Prediction of which Mutations in Peptides Change Binding to Survivin

Table 5 depicts the predicted effect of mutations in two peptides. Replacing a L with a carboxyl-containing amino acid (E or D), arginine (but not K), or a specific type of aromatic amino acid (W, Y, but not F or H) will most likely convert the first peptide to a binder. The second peptide is predicted to be a binder in its wild-type form, but removing a favorable glutamate does not necessarily prevent binding. Glutamine mutant is still a likely binder, but not asparagine, because it has one fewer CH2 group. It should be noted that the input does not have a separate concept for glutamine and asparagine; these terms are only understood as having slightly different atom compositions. Every altered peptide is converted to an atom composition description.

TABLE 5

Mutational analysis of two peptides
(one predicted to be binder and one non-binder).
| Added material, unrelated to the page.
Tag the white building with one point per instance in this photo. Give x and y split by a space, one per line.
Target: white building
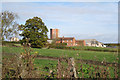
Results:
94 42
Peptide	Position	Mutation	Binder

EYAPLGTVYRELQKP	225	L225P	FALSE

EYAPLGTVYRELQKT	225	L225T	FALSE

EYAPLGTVYRELQKS	225	L225S	FALSE

EYAPLGTVYRELQKY	225	L225Y	TRUE

EYAPLGTVYRELQKW	225	L225W	TRUE

EYAPLGTVYRELQKF	225	L225F	FALSE

EYAPLGTVYRELQKE	225	L225E	TRUE

EYAPLGTVYRELQKD	225	L225D	TRUE

EYAPLGTVYRELQKG	225	L225G	FALSE

EYAPLGTVYRELQKM	225	L225M	FALSE

EYAPLGTVYRELQKQ	225	L225Q	FALSE

EYAPLGTVYRELQKH	225	L225H	FALSE

EYAPLGTVYRELQKA	225	L225A	FALSE

EYAPLGTVYRELQKR	225	L225R	TRUE

EYAPLGTVYRELQKV	225	L225V	FALSE

EYAPLGTVYRELQKN	225	L225N	FALSE

EYAPLGTVYRELQKK	225	L225K	FALSE

EYAPLGTVYRELQKC	225	L225C	FALSE

EYAPLGTVYRELQKI	225	L225I	FALSE

EYAPLGTVYRELQKL	0	WT	FALSE

GTVYRELQKLSKFDP	230	E230P	FALSE

GTVYRELQKLSKFDL	230	E230L	FALSE

GTVYRELQKLSKFDT	230	E230T	FALSE

GTVYRELQKLSKFDS	230	E230S	FALSE

GTVYRELQKLSKFDY	230	E230Y	TRUE

GTVYRELQKLSKFDW	230	E230W	TRUE

GTVYRELQKLSKFDF	230	E230F	TRUE

GTVYRELQKLSKFDD	230	E230D	TRUE

GTVYRELQKLSKFDG	230	E230G	TRUE

GTVYRELQKLSKFDM	230	E230M	FALSE

GTVYRELQKLSKFDQ	230	E230Q	TRUE

GTVYRELQKLSKFDH	230	E230H	FALSE

GTVYRELQKLSKFDA	230	E230A	FALSE

GTVYRELQKLSKFDR	230	E230R	TRUE

GTVYRELQKLSKFDV	230	E230V	FALSE

GTVYRELQKLSKFDN	230	E230N	FALSE

GTVYRELQKLSKFDK	230	E230K	TRUE

GTVYRELQKLSKFDC	230	E230C	TRUE

GTVYRELQKLSKFDI	230	E230I	FALSE

GTVYRELQKLSKFDE	0	WT	TRUE

A similar mutational analysis can be performed on longer sequences to determine which type of mutation is most likely to cause binding in this range (or non-binding). For example, a 30 amino acid region was converted into four 15 amino acid long peptides containing 10 amino acid overlaps. Every amino acid position was changed, and the peptide was tested to see if it was predicted to be a binder or a non-binder. Mutations that change E to M, A, T, S, H, V, P, I, L, or N are the most likely to eliminate binding. To prevent binding, L can also be mutated to P. (Table 6)

TABLE 6

The type of mutations that most likely convert a peptide to a survivin
binder or non-binder. Only a subset of mutation types is displayed.

Mutation
type	non-binder	binder

EM	8
EA	8
ET	8
LP	8
ES	8
EH	8
EV	8
EP	8
EI	8
EL	8
EN	8

	non-binder	binder

LW		8
LR		8
LE		8
ER		8
LY		8

If L is replaced with W, R, E, or Y, binding is more likely. Even though E is very favorable for survivin binding, substituting to R is safe or even beneficial given the context. Because the context in which these mutations are introduced has a significant impact on the neural network, this analysis is clearly limited to the original 30 amino acid long sequence template and the suggested mutations cannot be generalized to any sequence. For example, if another template does not have E at all, the recommendation to substitute E to another amino acid does not even make sense.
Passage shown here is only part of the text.